Many former XPRIZE firms from around the world are part of teams eligible to bid for contracts under the CLPS, although a number are also planning independent launches outside the programme (see ‘Commercial players’). These include Tokyo-based start-up ispace and TeamIndus in Bengaluru, India, which scrapped a planned launch in 2018. TeamIndus aims to launch missions to the moon “multiple times” over the next three to five years, says Sheelika Ravishankar, who heads outreach for the firm. (The Indian Space Research Organisation also hopes to make its first controlled landing on the moon this year, with its Chandrayaan-2 mission.)
ESA started eyeing a return to the moon before NASA, and also hopes to boost the fortunes of fledgling space companies.
The agency is planning a single lander mission that would launch in 2025, aimed at demonstrating the feasibility of harvesting water or oxygen from soil at the lunar poles.
Last month, ESA contracted PTScientists (which was created in direct response to the XPRIZE), rocket-makers ArianeGroup of Paris and aerospace firm Space Application Services of Brussels to explore the viability of such a mission.
Böhme says that the agency hopes to secure the roughly €250 million (US$283 million) it would need from member states in November—something that he is confident will happen because of international momentum in lunar exploration, and the relatively small mission size.
Unlike in the CLPS programme, for which commercial partners will cover launch costs, ESA would pay for the mission’s launch and operations, as well as space on the lander, says Böhme.
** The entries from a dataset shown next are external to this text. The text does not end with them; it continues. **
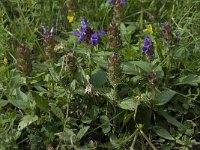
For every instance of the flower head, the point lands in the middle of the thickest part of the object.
(149, 29)
(122, 2)
(70, 19)
(5, 60)
(95, 39)
(88, 35)
(148, 48)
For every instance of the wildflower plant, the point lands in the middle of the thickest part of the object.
(118, 8)
(128, 87)
(88, 35)
(49, 42)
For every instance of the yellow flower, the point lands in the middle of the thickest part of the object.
(70, 19)
(5, 60)
(149, 29)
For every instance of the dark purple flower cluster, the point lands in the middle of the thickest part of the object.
(88, 35)
(167, 33)
(48, 36)
(122, 2)
(148, 48)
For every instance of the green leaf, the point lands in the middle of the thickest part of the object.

Operations would cost around €130 million, he says, and the remaining €120 million would pay for the development of scientific payloads. But these payloads would take up only half of the lander’s capacity, so PTScientists could sell the rest of the space to other customers—for profit. “It’s a nice business case to have,” says Böhme.
Today, Richards estimates that a mission to the moon’s surface could cost about $50 million, half of what it cost a decade ago. Economies of scale for subsequent missions could bring the price of individual payloads down to just hundreds of thousands of dollars, he says.
But despite companies’ success in raising investment and securing customers, some experts remain sceptical that in the long term there will be many takers beyond the space agencies.
For instance, it’s not clear whether there are customers—apart from governments—who would want moon-derived rocket fuel. The only profitable use might be to power travel farther into the Solar System—for example, to mine asteroids, says Jonathan McDowell, a space historian and astronomer at the Harvard–Smithsonian Center for Astrophysics in Cambridge, Massachusetts. That might be decades away.
“What are they going to get—anything other than advertising? That’s the missing piece of this I can’t quite get my brain around,” says McDowell.